Celebrity historian Heather Cox Richardson, a summer visitor whose roots in Bristol date back to colonial days, will deliver an online lecture on “The State of Maine in the Nation: The First 60 Years” on Sunday, Aug. 2 at 7 p.m. to the Old Bristol Historical Society in observance of Maine’s bicentennial.
The society’s members will receive an email with instructions for accessing the lecture. Other lectures scheduled for this summer will likely be rescheduled next summer.
Richardson is a professor of history at Boston College, where she has taught since 2011; prior to that, she taught at the University of Massachusetts at Amherst and at the Massachusetts Institute of Technology. She is a well-known political commentator who writes a daily online newsletter, was co-host of Boston public radio station WBUR’s podcast “Freak Out and Carry On,” and writes for England’s The Guardian newspaper.

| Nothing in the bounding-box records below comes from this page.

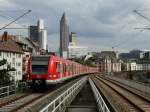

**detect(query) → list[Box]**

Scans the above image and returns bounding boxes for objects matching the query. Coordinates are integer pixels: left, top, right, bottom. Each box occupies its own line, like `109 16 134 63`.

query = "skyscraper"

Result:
37 19 47 50
69 32 77 45
60 13 69 58
29 26 39 43
29 19 47 50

She is also a founder of werehistory.org, which publishes online articles linking history to current events.
Richardson grew up in Yarmouth, and graduated from Phillips Exeter Academy and Harvard University, from which she received B.A., M.A. and Ph.D. degrees. She specializes in the American Civil War, its aftermath, and the history of ideological battles within the Republican Party, and she has written six books.
Richardson’s Cox family roots in Bristol date back to the 18th century to Ebenezer Cox, who died in 1795, and Alexander Fossett, who settled in Pemaquid Falls in the 1730s. Her ancestry also includes the Yates and Frank families, which also go far back in Bristol history.

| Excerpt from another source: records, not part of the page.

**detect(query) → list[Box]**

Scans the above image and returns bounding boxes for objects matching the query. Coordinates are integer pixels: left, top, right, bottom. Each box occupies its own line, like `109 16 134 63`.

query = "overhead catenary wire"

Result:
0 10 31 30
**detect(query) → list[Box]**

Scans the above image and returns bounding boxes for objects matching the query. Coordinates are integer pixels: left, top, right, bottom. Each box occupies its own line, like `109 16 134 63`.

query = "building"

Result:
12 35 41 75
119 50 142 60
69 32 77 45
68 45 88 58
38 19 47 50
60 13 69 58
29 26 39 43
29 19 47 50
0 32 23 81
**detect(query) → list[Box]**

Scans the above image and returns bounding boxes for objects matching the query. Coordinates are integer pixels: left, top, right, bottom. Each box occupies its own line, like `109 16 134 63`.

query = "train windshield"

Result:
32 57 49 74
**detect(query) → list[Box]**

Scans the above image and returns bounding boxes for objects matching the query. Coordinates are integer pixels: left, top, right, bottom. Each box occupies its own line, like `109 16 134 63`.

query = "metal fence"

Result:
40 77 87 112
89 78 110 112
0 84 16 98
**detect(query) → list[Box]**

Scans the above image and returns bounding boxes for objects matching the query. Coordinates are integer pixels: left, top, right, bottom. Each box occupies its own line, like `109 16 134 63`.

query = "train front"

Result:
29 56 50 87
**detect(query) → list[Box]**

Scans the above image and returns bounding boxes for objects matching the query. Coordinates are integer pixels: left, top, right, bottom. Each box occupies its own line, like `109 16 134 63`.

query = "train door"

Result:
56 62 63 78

Her Cox ancestors built and lived in the landmark ten-room federal-style house now known as Middlefields on Upper Round Pond Rd., from around 1845 until 1917. George Cox and his son Arthur were sea captains, owners of coastal schooners, and farmers.
Arthur Cox, Richardson’s great-great uncle, wrote diaries from 1868 until his death in 1915 which were given to the Old Bristol Historical Society. The “Diaries of Arthur Cox, Round Pond ‘Jack of All Trades’” was published by Bristol history writer Peter Hope in 2018. Hope was founding president of the historical society in 2003.